Memy w kampanii prezydenckiej są sarkastycznym komentarzem do wypowiedzi, afer i poglądów kandydatów. Zebraliśmy je przed niedzielnymi wyborami w Polsce.
Memy tłumaczą rzeczywistość. Twórcy internetowi "trawią" w ten sposób aktualne wydarzenia polityczne, komentują wybór papieża przez konklawe, a czasami memy inspirują też artystów.
Przed pierwszą turą wyborów prezydenckich w Polsce, użytkownicy internetu nie oszczędzają kandydatów, komentują w sarkastyczny sposób ich wypowiedzi, afery i wystąpienia na debatach.

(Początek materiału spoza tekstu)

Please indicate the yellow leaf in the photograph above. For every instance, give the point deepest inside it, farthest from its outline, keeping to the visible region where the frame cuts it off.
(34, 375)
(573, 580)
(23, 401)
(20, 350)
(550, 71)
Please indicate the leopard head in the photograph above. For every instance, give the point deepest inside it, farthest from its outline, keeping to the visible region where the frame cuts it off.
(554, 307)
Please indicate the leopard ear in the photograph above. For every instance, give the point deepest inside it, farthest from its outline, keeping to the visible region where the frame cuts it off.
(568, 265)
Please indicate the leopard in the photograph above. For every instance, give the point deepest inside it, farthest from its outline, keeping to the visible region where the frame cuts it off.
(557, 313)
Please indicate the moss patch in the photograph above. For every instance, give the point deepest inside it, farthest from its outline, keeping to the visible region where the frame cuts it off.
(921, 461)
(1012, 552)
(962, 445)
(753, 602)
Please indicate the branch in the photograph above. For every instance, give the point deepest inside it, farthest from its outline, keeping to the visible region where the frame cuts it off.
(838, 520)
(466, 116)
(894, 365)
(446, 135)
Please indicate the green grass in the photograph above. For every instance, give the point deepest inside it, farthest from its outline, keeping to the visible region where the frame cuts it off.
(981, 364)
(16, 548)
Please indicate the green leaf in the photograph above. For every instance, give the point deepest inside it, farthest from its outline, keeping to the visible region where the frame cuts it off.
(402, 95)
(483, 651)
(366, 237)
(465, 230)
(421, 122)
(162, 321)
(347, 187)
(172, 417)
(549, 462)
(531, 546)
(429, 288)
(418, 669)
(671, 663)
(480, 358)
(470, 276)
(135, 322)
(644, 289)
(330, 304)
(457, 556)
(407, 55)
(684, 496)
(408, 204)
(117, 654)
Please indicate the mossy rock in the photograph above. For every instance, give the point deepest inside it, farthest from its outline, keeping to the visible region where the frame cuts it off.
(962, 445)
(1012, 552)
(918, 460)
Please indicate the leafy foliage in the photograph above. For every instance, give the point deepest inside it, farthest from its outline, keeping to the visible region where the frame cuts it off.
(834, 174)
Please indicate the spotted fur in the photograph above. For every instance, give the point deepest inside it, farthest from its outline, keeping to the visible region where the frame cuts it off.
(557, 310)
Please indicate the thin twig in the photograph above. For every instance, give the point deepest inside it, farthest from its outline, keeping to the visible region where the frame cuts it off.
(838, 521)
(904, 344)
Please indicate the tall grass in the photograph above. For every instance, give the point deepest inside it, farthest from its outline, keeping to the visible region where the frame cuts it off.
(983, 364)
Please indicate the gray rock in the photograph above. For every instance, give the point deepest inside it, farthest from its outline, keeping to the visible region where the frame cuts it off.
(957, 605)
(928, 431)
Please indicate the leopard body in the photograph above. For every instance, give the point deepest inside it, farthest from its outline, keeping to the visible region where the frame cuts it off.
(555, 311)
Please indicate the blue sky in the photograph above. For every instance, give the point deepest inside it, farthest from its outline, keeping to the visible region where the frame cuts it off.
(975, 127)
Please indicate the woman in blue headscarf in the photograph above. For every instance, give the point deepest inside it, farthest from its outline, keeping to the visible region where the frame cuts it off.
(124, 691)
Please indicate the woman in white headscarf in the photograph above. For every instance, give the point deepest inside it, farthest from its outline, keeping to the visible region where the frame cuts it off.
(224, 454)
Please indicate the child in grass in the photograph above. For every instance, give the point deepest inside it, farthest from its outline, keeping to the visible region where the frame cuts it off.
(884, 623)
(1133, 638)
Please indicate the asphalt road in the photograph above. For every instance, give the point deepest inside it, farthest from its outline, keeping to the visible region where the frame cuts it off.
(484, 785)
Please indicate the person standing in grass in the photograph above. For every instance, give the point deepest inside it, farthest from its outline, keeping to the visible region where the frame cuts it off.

Najbardziej kolorową postacią ostatnich tygodni jest Joanna Senyszyn. Gdy ogłaszała w styczniu swój start w wyborach, mówiła, że Polska potrzebuje prezydentki "silnej, odważnej, która nikomu się nie kłania i nie będzie niczyim długopisem". W memach występuje jako m.in. imperatorka czy królowa Polski.
Wyśmiewani są dwaj główni kandydaci, którzy najprawdopodobniej wejdą do drugiej tury, Rafał Trzaskowski i Karol Nawrocki.
Rafał Trzaskowski, który kandydował też w wyborach w 2020 roku i nieznacznie obywateli. W 2025 roku, tak jak pięć lat temu, wytykają mu publicznej przejazdy tramwajem i chwalenie się umiejętnością mówienia po francusku.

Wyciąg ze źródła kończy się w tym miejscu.